Friday, April 13, 2018

Book Review: The Bully Pulpit by Goodwin

The Bully Pulpit is actually three stories in one: the biographies of Theodore Roosevelt, William Taft and the history of McClure Magazine, the original investigative publication that Teddy labeled as “muckraker journalism.”

The writing is well done. I learned so much about these two former presidents. Taft served as Governor of the Philippines after the US defeated the Spaniards who colonized the Islands for centuries. I’m Filipino and this part of the book is the most eye-opening to me. Taft was an honorable and decent man who, along with his wife, truly valued the dignity of the Filipino people. He went out of his way to secure the way for Philippine independence. In return, the Filipino people revered and respected him.

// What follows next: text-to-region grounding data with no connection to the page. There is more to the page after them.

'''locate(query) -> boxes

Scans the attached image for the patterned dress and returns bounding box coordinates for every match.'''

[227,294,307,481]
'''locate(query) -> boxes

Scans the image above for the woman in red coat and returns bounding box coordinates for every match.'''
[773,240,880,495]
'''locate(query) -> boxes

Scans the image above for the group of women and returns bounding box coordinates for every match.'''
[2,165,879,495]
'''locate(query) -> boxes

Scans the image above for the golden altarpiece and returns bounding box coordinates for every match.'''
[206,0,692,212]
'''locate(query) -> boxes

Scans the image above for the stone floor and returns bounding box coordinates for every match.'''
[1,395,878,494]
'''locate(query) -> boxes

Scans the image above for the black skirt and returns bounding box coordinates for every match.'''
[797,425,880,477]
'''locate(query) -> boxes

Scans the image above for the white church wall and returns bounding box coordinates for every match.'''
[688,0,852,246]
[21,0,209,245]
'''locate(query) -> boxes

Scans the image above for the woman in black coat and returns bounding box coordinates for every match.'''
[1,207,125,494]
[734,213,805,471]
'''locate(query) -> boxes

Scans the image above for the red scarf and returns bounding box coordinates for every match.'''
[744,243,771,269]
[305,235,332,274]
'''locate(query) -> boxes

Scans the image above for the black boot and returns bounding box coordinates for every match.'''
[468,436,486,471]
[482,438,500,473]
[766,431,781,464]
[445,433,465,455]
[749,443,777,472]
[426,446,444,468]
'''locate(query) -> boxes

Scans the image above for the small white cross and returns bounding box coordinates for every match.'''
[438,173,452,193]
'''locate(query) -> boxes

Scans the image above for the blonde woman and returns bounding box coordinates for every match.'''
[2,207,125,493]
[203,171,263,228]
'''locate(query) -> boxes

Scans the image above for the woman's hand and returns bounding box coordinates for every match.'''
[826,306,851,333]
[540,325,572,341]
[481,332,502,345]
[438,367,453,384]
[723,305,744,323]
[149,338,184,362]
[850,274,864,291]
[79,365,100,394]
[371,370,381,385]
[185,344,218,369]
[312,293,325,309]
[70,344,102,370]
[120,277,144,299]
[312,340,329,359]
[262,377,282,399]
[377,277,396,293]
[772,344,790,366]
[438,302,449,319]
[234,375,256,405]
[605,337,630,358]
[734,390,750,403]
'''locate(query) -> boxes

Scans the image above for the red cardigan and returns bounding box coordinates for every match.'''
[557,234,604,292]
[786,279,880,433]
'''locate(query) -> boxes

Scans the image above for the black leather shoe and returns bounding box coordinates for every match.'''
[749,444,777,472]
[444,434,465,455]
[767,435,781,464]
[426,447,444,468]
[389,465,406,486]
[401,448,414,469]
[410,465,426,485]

I most specially loved reading the love notes they sent to and received from their wives. Jane Austen would have had a competition in Taft who wrote romantic notes to his wife Nellie:

While still pursuing her -
“I love you Nellie,” he declared. “I love you for all that you are. I love you for your noble consistent character . . . for all that you are, for all that you hope to be. . . . Oh how I will work and strive to be better and do better, how I will labor for our joint advancement if only you will let me. You will be my companion, my love and my life....My love for you grew out of a friendship, intimate and of long standing. That friendship of course was founded on a respect and admiration for your high character, your sweet womanly qualities and your intellectual superiority over any woman I know and for that quality in you which is called sympathy but I call it self forgetting companionableness. . . . Much as I should love to have you love me now and say so now, there is proud satisfaction I feel in that such a heart as yours can not be won in a moment.”

After a short separation -
“I can not tell you what a comfort it is to me to think of you as my wife and helpmeet,” he declared. “I measure every woman I meet with you and they are all found wanting. Your character, your independence, your straight mode of thinking, your quiet planning, your loyalty, your sympathy when I call for it (as I do too readily) your affection and love (for I know I have it) all these Darling make me happy only to think about them.”

William Taft talking to his father about his future wife:

“The more I knew her,” Will told his father, “the deeper grew my respect for her, the warmer my friendship until it unconsciously ripened into a feeling that she was indispensable to my happiness. . . . I know you will love her when you come to know her and will appreciate as I do her noble character and clear cut intellect and well informed mind. She has been teaching for three years and has been no expense at all to her father. She has done this without encouragement by her family who thought the work too hard for her because she chafed under the conventionalities of society which would keep a young lady only for evening entertainments. She wanted something to do in life. . . . Her eagerness for knowledge of all kinds puts me to shame. Her capacity for work is wonderful.”

Roosevelt said of his first wife, “It almost frightens me, in spite of my own happiness,” he revealed in his diary, “to think that perhaps I may not make her happy; but I shall try so hard; and if ever a man love woman I love her.”

To his second wife, Edith, “I do not think my eyes are blinded by affection,” the president told a friend, “when I say that she has combined to a degree I have never seen in any other woman the power of being the best of wives and mothers, the wisest manager of the household, and at the same time the ideal great lady and mistress of the White House.”

Romanticism aside, this is a great book. I highly recommend it to anyone interested in early 20th century history.

My Grandpa, who served as a solider during WWII under the US Army, once said, “The Spaniards came and treated us like slaves. The Japanese came and treated us like animals. The Americans came and treated us like human beings with dignity.”

The book confirmed just as what my Grandpa said. America is guilty of many things, but it has been a champion for democracy and I have greatly benefited from that myself.